32in24-11: Occupy Doomworld

Boom compatible · Deathmatch · Released

For the eleventh 32in24 mapping session, a total of 45 Free-For-All Deathmatch map layouts were designed in a 24-hour period by an assortment of community members. Mappers were allowed a week afterwards to polish up their submissions’ gameplay and visuals, followed by a week of intense playtesting, bugfixing, and balancing including two online test runs coordinated with the fine folks over at Odamex Saturday Nitro.

As a whole it’s been hailed as the most successful, high-quality, and generally fun to play 32in24 production to date, and thank goodness, I’m pretty proud of my contributions to it!

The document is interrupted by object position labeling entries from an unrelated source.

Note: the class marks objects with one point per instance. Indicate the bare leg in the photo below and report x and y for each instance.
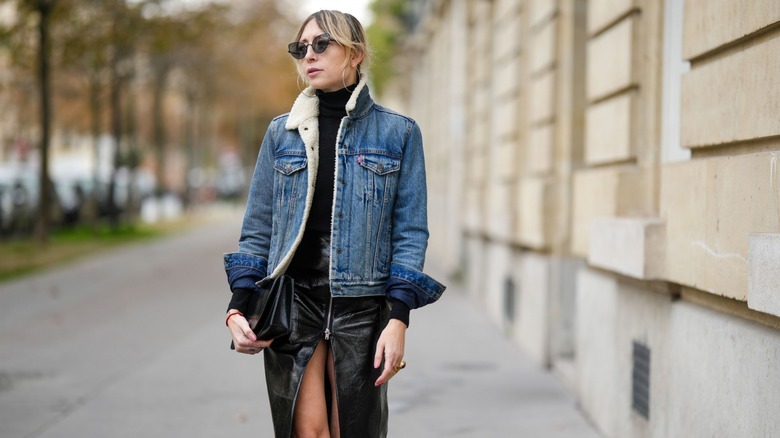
(334, 418)
(310, 418)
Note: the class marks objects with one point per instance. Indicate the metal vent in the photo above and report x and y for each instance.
(509, 299)
(640, 380)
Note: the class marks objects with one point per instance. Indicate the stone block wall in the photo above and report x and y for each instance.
(602, 174)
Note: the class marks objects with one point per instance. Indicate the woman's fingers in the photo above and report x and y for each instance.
(390, 347)
(244, 339)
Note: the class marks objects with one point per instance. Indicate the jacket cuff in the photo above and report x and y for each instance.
(244, 270)
(412, 287)
(399, 310)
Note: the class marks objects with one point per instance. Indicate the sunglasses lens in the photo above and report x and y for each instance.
(320, 43)
(297, 50)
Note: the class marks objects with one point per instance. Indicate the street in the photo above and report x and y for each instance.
(132, 343)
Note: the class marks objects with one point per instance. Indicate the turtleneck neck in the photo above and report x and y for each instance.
(334, 103)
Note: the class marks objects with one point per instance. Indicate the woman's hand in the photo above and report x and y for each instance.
(244, 339)
(391, 348)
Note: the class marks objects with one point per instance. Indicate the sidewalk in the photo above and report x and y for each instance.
(464, 379)
(132, 343)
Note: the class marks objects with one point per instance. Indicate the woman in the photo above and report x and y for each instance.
(337, 202)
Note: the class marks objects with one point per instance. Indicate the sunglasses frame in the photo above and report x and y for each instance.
(319, 44)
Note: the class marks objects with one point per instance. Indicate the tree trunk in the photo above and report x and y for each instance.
(158, 123)
(95, 111)
(42, 226)
(116, 133)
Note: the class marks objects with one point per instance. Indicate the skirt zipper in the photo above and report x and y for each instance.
(328, 319)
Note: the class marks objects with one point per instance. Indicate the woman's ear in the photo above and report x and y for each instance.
(357, 58)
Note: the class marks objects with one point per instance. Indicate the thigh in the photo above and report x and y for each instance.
(311, 413)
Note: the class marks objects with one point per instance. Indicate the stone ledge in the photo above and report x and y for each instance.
(764, 273)
(630, 246)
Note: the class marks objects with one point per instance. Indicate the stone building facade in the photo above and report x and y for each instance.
(603, 177)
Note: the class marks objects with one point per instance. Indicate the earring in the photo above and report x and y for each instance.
(343, 81)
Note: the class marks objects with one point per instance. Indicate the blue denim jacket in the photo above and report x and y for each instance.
(379, 230)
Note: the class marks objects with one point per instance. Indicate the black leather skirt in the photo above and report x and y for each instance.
(352, 327)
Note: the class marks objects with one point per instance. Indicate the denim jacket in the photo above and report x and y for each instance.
(379, 230)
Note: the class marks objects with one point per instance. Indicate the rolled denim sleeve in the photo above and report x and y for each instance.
(407, 282)
(250, 264)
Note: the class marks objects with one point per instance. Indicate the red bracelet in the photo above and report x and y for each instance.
(230, 315)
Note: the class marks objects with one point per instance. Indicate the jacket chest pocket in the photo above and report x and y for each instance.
(290, 178)
(378, 177)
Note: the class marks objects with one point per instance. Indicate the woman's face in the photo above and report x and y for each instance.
(326, 70)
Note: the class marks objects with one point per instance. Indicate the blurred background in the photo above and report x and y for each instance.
(135, 110)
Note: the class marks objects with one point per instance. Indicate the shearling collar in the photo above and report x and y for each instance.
(303, 117)
(307, 105)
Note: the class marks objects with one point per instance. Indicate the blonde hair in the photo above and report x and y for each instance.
(345, 30)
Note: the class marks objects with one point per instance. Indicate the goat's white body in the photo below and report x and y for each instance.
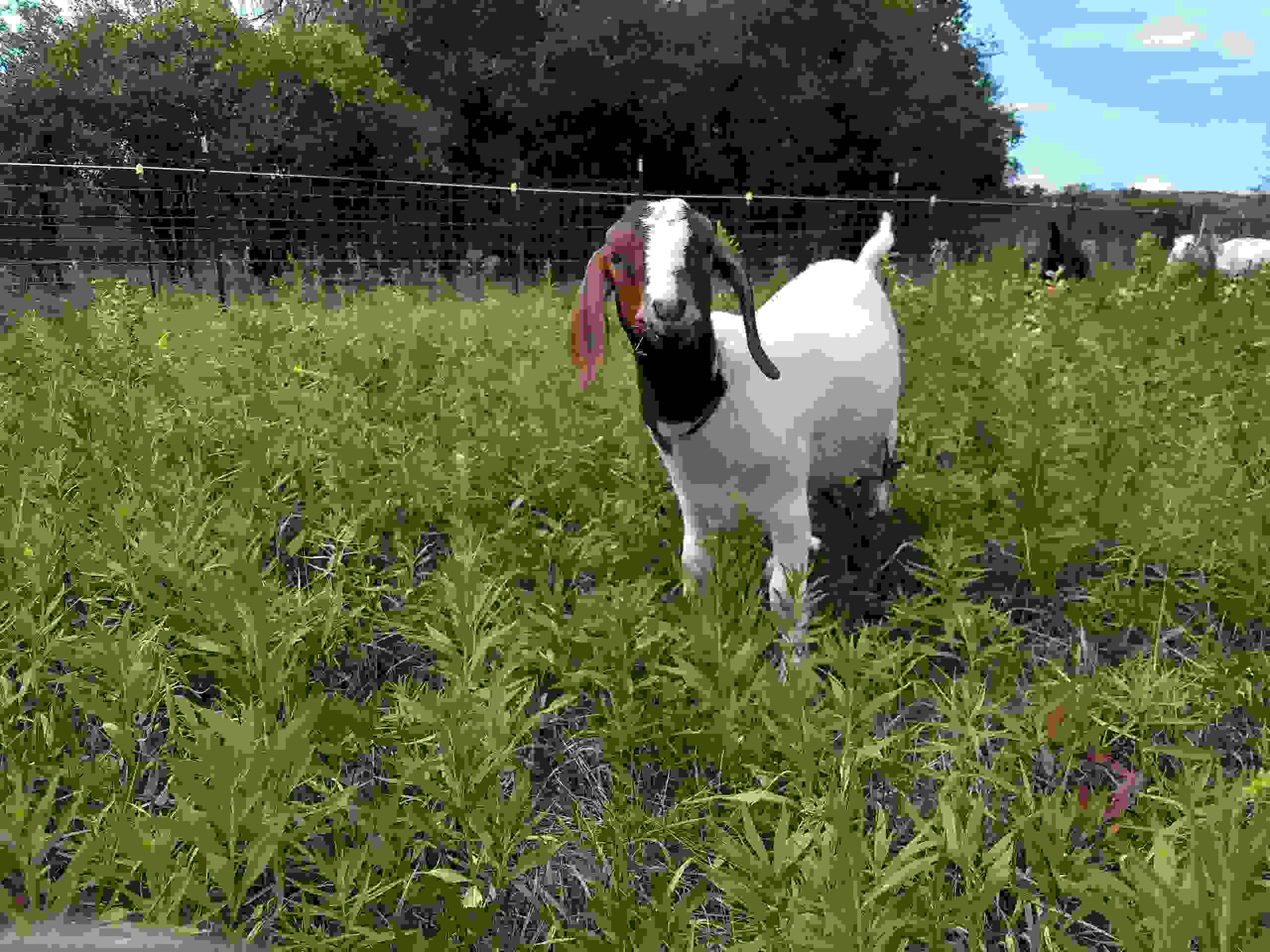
(831, 416)
(1242, 255)
(1236, 257)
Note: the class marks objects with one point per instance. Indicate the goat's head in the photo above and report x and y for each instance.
(659, 258)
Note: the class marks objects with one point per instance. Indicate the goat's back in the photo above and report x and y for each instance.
(832, 336)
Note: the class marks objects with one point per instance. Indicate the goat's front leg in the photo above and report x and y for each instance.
(695, 558)
(792, 545)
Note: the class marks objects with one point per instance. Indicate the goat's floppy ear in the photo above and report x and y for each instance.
(728, 264)
(588, 319)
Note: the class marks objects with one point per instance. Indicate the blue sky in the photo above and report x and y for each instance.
(1153, 94)
(1117, 93)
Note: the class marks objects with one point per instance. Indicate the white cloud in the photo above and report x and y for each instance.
(1169, 33)
(1237, 45)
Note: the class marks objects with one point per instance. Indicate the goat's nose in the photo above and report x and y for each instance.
(670, 311)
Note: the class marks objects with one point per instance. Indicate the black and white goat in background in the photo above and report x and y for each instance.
(1061, 252)
(772, 407)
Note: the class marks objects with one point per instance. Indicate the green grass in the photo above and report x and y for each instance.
(348, 627)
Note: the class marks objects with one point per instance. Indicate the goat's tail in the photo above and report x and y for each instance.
(870, 255)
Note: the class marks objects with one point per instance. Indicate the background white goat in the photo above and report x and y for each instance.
(724, 419)
(1240, 255)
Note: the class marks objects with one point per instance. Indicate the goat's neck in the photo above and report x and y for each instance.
(681, 381)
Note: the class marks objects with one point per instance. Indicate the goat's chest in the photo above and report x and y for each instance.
(724, 461)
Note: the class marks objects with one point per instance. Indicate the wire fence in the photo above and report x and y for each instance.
(223, 230)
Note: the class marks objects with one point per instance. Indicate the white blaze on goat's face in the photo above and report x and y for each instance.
(675, 267)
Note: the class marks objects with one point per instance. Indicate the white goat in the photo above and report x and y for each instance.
(729, 423)
(1242, 255)
(1236, 257)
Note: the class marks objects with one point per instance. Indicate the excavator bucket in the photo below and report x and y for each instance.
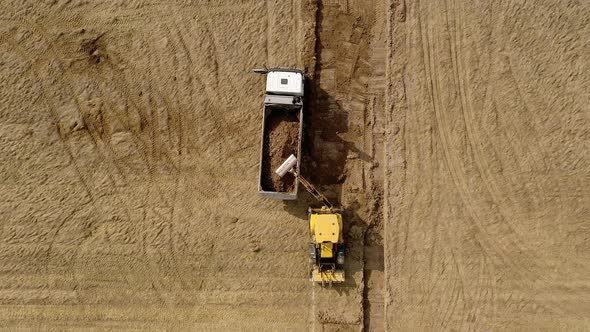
(327, 276)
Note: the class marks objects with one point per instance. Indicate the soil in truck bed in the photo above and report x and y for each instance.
(281, 139)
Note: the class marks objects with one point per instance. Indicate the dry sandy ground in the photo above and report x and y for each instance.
(455, 134)
(130, 136)
(488, 201)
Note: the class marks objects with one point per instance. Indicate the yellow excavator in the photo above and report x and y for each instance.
(326, 247)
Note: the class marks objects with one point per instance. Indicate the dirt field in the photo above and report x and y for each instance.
(488, 150)
(455, 134)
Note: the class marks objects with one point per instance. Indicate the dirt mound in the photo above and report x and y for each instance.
(282, 141)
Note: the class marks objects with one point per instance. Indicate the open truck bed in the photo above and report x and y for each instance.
(282, 128)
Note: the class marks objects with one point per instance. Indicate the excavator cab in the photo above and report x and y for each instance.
(326, 248)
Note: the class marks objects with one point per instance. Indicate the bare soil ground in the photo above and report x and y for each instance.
(456, 135)
(487, 205)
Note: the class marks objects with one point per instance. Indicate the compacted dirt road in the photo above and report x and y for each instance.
(455, 134)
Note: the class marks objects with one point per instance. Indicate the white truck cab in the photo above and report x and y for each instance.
(284, 83)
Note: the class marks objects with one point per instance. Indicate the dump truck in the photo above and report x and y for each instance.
(282, 128)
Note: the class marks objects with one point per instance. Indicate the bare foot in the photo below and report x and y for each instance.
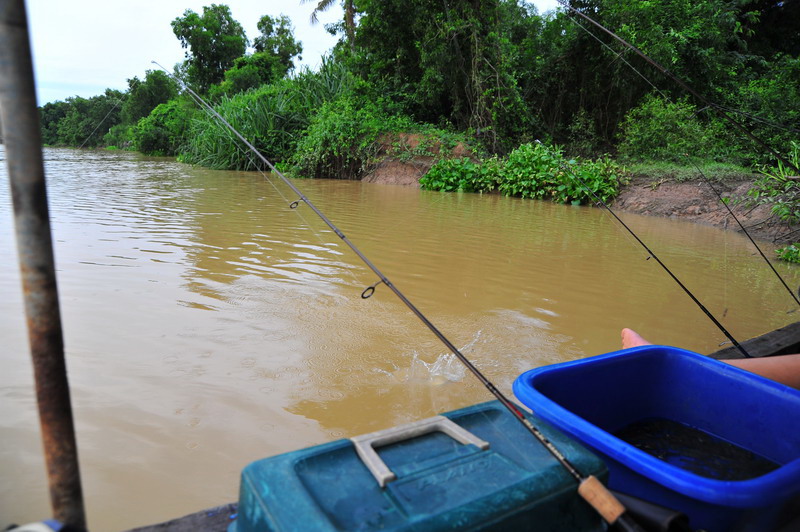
(632, 339)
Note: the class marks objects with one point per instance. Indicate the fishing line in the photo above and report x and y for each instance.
(686, 156)
(100, 123)
(730, 211)
(681, 84)
(589, 487)
(653, 255)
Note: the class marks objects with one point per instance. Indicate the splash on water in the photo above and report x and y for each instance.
(446, 368)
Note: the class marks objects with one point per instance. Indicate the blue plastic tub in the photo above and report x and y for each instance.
(431, 482)
(595, 398)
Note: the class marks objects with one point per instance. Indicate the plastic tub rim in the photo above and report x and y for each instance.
(782, 482)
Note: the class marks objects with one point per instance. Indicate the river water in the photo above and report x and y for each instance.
(208, 325)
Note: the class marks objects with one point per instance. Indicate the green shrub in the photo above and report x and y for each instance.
(790, 253)
(461, 174)
(777, 187)
(267, 117)
(163, 131)
(531, 171)
(342, 139)
(659, 130)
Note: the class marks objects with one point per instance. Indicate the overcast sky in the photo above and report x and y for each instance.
(82, 47)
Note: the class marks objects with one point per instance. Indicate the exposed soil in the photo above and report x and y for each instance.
(688, 200)
(392, 170)
(696, 201)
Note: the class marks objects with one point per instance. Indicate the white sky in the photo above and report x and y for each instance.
(82, 47)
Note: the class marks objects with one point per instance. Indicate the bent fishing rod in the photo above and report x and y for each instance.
(589, 487)
(650, 252)
(686, 155)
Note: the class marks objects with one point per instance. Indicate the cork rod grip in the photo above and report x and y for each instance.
(593, 492)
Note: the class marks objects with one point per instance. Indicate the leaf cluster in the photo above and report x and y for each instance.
(531, 171)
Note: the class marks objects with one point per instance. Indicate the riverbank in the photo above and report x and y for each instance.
(695, 201)
(691, 200)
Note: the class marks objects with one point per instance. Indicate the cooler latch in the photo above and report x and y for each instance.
(366, 444)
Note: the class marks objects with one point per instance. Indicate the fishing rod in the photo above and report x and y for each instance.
(589, 487)
(702, 174)
(654, 256)
(681, 84)
(746, 232)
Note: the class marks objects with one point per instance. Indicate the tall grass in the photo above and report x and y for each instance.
(273, 118)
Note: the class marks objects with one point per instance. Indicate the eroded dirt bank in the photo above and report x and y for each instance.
(689, 200)
(696, 201)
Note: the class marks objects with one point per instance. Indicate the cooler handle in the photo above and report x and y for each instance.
(366, 444)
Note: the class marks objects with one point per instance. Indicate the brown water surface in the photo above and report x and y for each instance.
(208, 325)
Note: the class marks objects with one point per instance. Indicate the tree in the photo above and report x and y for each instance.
(144, 96)
(213, 41)
(277, 38)
(349, 17)
(273, 59)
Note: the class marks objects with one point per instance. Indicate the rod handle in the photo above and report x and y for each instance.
(603, 501)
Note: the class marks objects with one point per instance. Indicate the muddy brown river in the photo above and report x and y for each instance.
(208, 325)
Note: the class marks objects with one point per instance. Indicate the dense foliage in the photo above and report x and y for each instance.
(212, 40)
(494, 73)
(531, 171)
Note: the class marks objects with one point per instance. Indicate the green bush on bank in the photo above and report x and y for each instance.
(164, 130)
(660, 130)
(531, 171)
(342, 139)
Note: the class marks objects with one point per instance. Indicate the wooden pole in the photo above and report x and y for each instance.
(22, 138)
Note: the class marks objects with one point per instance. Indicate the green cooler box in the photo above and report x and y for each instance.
(471, 469)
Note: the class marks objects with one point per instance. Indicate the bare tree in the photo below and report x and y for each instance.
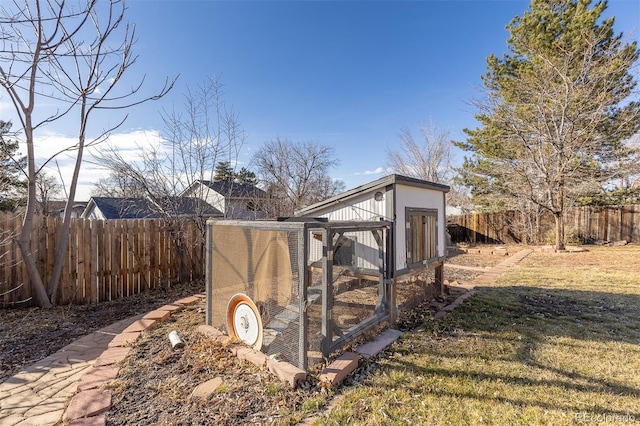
(204, 133)
(75, 55)
(429, 158)
(556, 109)
(295, 175)
(47, 188)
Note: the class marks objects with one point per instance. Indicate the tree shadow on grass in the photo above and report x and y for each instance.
(522, 321)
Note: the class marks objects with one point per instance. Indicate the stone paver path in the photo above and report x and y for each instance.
(38, 395)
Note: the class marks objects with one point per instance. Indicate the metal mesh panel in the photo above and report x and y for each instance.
(355, 281)
(261, 263)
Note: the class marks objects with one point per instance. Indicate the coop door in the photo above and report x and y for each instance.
(422, 235)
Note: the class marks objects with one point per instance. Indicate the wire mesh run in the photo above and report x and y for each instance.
(316, 285)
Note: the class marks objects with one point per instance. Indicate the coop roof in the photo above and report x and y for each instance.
(384, 182)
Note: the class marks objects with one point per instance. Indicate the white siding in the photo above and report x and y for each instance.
(408, 196)
(361, 208)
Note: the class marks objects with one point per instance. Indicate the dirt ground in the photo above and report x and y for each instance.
(155, 381)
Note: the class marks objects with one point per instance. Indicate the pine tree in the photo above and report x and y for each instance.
(224, 172)
(12, 182)
(556, 110)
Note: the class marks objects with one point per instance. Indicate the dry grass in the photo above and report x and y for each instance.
(555, 341)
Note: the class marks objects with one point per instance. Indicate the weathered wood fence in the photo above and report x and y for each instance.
(105, 259)
(588, 224)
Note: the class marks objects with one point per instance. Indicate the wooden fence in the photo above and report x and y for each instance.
(105, 259)
(587, 224)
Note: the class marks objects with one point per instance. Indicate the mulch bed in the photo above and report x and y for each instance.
(28, 335)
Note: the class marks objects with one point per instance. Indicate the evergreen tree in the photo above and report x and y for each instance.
(224, 172)
(556, 110)
(246, 176)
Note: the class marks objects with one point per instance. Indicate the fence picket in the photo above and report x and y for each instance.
(590, 224)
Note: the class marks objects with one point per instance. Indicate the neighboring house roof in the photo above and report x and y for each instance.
(372, 186)
(143, 208)
(56, 207)
(234, 189)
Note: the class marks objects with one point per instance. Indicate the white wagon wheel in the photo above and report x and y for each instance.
(243, 320)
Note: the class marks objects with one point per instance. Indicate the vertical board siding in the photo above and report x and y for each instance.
(588, 224)
(105, 259)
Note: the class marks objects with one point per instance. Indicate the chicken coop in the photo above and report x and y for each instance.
(301, 288)
(417, 240)
(297, 289)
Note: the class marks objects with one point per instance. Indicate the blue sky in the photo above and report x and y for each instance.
(345, 74)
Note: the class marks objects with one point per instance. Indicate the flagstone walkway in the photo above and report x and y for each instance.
(39, 395)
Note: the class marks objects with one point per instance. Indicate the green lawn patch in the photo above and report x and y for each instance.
(546, 345)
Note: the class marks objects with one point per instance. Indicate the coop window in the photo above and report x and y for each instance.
(344, 251)
(422, 235)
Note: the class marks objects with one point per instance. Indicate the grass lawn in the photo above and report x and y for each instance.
(555, 341)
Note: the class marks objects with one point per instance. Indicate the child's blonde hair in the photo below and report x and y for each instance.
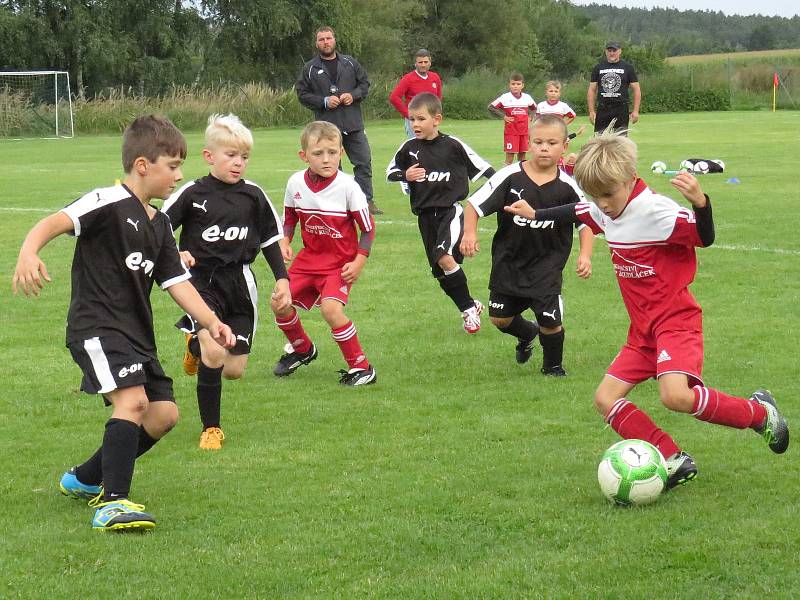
(320, 130)
(605, 162)
(228, 130)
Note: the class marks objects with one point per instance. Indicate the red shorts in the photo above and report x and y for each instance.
(514, 144)
(668, 352)
(309, 290)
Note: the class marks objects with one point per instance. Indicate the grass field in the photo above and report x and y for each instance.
(460, 474)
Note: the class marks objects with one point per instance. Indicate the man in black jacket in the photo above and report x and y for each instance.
(333, 86)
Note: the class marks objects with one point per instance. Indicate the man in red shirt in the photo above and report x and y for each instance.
(421, 79)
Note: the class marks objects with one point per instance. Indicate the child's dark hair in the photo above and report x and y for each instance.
(429, 102)
(151, 136)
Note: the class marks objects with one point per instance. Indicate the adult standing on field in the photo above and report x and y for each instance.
(333, 85)
(613, 76)
(421, 79)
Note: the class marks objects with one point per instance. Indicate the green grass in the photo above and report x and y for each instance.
(460, 474)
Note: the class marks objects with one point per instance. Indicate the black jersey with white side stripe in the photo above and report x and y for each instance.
(119, 252)
(527, 256)
(223, 224)
(449, 167)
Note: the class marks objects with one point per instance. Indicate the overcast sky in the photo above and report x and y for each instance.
(779, 8)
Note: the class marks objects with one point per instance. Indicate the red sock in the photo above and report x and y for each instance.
(713, 406)
(632, 423)
(347, 338)
(292, 328)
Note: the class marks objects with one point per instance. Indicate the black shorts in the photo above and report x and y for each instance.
(441, 230)
(233, 296)
(110, 363)
(549, 308)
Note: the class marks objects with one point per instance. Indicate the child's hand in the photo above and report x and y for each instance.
(415, 173)
(187, 258)
(584, 269)
(281, 296)
(469, 244)
(689, 187)
(521, 208)
(286, 249)
(28, 275)
(352, 270)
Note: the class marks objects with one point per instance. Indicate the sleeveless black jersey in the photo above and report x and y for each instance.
(449, 166)
(119, 252)
(527, 256)
(223, 224)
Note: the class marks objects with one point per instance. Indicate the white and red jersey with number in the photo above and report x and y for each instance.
(517, 107)
(330, 212)
(558, 108)
(652, 244)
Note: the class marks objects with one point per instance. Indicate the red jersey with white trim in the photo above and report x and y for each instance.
(330, 212)
(559, 108)
(412, 84)
(518, 108)
(652, 244)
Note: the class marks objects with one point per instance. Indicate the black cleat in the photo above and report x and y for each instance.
(291, 361)
(680, 469)
(775, 430)
(360, 377)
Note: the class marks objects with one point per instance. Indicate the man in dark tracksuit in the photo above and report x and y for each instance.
(333, 86)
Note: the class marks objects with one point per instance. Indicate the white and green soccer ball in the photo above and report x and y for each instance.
(632, 472)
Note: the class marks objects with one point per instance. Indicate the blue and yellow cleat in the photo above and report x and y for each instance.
(119, 515)
(70, 486)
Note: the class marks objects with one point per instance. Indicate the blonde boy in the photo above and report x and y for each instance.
(330, 207)
(123, 245)
(225, 220)
(652, 242)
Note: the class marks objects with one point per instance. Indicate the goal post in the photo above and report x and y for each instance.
(35, 104)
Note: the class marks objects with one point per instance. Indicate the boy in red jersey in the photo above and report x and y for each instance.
(330, 206)
(652, 241)
(516, 108)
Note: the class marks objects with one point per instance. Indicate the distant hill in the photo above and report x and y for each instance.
(694, 32)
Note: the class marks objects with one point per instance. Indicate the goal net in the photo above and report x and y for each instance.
(35, 104)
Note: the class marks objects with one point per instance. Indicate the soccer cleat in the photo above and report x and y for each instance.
(472, 318)
(211, 439)
(118, 515)
(775, 430)
(190, 360)
(72, 487)
(291, 361)
(680, 469)
(355, 377)
(557, 371)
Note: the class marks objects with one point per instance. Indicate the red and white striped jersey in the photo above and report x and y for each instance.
(652, 244)
(516, 107)
(330, 212)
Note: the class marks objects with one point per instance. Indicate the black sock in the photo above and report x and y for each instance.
(521, 328)
(552, 349)
(120, 442)
(456, 287)
(209, 394)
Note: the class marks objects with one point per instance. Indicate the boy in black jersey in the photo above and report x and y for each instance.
(123, 245)
(438, 168)
(225, 220)
(528, 257)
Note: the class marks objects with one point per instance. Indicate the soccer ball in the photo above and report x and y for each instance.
(632, 472)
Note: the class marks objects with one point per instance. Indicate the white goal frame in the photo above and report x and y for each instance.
(61, 130)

I created three of the maps, each titled as a cheesy pun on a famous Doom project: the gothic temple Ultraman Torment N’ Torture, shiny space station Vrack to the Izzo, and detail-guide pastiche Knee-Deep in Zeldoom.

 

MAP17: The Ultraman Torment N’ Torture was my first submission, a gothic temple in a grassy courtyard in the vein of Crucified Dreams. It’s a relatively simple, open layout based around a central courtyard with several paths and platforms all connected directly around it. I built the layout in about an hour originally, at the very start of the layout-building day, and later spent two days detailing it.

 

MAP03: Vrack to the Izzo is an angular space station influenced by scenes from Fredrik Johannson’s Vrack series and Mechadon‘s body of work, and comparable to my own SpaceDM9, with lots of direct vertical connections providing opportunities for drop-ins and other quick maneuvers. I built the layout in the final few hours of the 32in24, and finished texturing and detailing it the following day. My initial impulse was to title it “Vrack to the Future,” but I opted for the even sillier way out.

 

MAP29: Knee-Deep in Zeldoom, my other submission, is a stylistic parody of Tormentor667′s The Art Of High Detail mapping tutorial. I built it in about three hours total, including time spent detailing. In spite of the goofy visual design, I aimed to create a layout that was still fully playable and fun to run around in for serious games. I’m not posting screenshots of it, because really. I’m not going to embarrass myself like that.

 

The rest of the set features a surprisingly high number of great contributions from 32in24 regulars and new participators alike, and has managed to keep servers packed with players for hours on end.

The total production time from the initial layout-building day to the completed, heavily tested final release was just under two weeks. With this 32in24 we’ve finally come upon a production process that allows us to quickly produce tons of fun, polished maps that not only look great but play well too.